Beatriz ... Wenn sie ihm einen Sohn schenkte, musste sie ihm verzeihen. Sie würde das Kind lieben und sich mit ihrem Schicksal abfinden. Er konnte noch einmal von vorn anfangen. Noch einmal um sie werben. Auf ehrenhafte Weise, wenn es sein musste in der Art der spanischen Granden, die sie gewohnt war. Er würde sie förmlich um ihre Hand bitten. Würde sie zur Frau nehmen, und sie würden glücklich sein ... Gleich am Morgen würde er mit der Werbung beginnen. Er würde ihr ein kostbares Collier schicken. Nein, lieber einen Ring ...

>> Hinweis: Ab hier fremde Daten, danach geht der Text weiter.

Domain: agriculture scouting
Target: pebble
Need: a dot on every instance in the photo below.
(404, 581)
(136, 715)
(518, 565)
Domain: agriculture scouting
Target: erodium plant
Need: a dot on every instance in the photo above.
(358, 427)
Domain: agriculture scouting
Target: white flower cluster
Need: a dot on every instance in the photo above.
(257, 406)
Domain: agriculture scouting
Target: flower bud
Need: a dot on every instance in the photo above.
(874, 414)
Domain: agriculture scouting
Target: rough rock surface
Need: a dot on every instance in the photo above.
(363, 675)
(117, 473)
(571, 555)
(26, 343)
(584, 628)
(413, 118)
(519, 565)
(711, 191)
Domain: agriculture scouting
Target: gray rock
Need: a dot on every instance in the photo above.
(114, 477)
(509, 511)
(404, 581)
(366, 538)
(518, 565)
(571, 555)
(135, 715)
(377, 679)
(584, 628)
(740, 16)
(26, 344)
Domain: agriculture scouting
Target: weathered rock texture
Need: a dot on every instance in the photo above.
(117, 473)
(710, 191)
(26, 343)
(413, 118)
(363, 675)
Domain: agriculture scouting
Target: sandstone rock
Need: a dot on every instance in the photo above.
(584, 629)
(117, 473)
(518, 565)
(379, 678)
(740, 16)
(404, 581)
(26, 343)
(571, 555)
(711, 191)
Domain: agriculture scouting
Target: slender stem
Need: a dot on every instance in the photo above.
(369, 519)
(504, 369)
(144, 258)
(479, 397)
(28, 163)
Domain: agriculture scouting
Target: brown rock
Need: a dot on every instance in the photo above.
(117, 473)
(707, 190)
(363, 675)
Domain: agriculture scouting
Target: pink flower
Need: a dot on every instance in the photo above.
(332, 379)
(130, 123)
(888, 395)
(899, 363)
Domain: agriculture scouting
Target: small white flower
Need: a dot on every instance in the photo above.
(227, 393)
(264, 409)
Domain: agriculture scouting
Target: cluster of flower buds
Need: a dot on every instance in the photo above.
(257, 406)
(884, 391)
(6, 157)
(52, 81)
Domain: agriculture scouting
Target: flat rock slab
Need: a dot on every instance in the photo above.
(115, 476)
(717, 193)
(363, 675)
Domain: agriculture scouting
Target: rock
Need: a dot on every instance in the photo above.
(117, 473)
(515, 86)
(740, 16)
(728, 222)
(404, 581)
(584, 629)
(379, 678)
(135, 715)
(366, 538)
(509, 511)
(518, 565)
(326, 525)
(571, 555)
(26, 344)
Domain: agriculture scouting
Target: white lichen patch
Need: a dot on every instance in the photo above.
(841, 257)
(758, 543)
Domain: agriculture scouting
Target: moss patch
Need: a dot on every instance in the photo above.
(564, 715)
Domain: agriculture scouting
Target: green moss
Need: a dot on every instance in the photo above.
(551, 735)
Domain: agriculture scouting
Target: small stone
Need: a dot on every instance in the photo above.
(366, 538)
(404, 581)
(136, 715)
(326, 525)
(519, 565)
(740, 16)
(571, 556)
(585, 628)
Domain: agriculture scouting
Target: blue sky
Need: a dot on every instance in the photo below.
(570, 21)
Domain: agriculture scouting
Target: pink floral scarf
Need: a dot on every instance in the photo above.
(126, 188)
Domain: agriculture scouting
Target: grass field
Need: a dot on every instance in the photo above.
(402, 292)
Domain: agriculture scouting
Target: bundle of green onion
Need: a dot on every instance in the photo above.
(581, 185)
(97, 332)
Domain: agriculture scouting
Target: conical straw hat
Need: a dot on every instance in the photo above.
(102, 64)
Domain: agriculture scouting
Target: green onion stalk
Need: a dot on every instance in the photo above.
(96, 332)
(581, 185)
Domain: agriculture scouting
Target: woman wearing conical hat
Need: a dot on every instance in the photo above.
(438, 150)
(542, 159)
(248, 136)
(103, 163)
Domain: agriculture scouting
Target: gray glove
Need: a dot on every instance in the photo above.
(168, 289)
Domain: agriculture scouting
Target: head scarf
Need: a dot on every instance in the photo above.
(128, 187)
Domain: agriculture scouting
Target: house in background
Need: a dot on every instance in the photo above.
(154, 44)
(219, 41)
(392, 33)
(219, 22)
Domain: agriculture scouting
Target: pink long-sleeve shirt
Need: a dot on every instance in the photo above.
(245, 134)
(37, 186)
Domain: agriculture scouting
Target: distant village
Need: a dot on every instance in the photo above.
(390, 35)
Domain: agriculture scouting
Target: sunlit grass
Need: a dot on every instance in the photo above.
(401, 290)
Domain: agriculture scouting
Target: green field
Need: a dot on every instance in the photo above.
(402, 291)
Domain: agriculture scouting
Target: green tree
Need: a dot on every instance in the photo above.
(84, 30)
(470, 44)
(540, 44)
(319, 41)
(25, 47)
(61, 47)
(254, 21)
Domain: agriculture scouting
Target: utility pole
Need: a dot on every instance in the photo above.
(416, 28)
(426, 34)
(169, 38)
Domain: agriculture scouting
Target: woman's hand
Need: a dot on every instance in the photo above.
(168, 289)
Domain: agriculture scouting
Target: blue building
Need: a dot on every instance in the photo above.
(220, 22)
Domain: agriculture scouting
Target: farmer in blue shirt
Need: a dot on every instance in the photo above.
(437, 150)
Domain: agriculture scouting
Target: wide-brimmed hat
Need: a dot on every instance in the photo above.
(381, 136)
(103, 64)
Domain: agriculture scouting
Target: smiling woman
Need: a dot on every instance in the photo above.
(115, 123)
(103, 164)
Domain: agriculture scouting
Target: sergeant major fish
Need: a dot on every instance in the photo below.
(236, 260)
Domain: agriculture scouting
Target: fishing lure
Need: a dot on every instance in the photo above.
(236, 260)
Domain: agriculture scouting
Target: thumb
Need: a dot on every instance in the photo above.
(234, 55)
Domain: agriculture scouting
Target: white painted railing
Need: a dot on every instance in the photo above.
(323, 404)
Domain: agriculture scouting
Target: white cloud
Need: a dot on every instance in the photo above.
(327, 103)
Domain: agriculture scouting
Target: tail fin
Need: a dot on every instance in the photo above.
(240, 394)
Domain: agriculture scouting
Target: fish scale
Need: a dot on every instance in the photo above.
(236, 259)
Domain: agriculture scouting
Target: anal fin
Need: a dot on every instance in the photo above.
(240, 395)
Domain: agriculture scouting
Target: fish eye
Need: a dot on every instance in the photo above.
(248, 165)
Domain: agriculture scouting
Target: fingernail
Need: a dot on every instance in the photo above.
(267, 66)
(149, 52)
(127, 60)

Als Beatriz am Morgen erwachte, lag ein schwerer, goldener Ring neben ihrem Bett, ein riesiger Türkis, umgeben von winzigen Diamanten.
»Als Zeichen meiner Wertschätzung. Mögen deine Augen auch einmal so strahlen, wenn sie die meinen erblicken.«, buchstabierte Beatriz den beiliegenden Brief.
Trotzig warf sie ihn beiseite. Mammar al Khadiz würde ihre Augen niemals zum Strahlen bringen. Aber den Ring fügte sie ihrer Schmucksammlung hinzu. Vielleicht konnte sie Mammar dieses vermaledeite Kind überlassen und sich frei kaufen.
Susanna schüttelte den Kopf, als sie ihr diesen Gedanken anvertraute.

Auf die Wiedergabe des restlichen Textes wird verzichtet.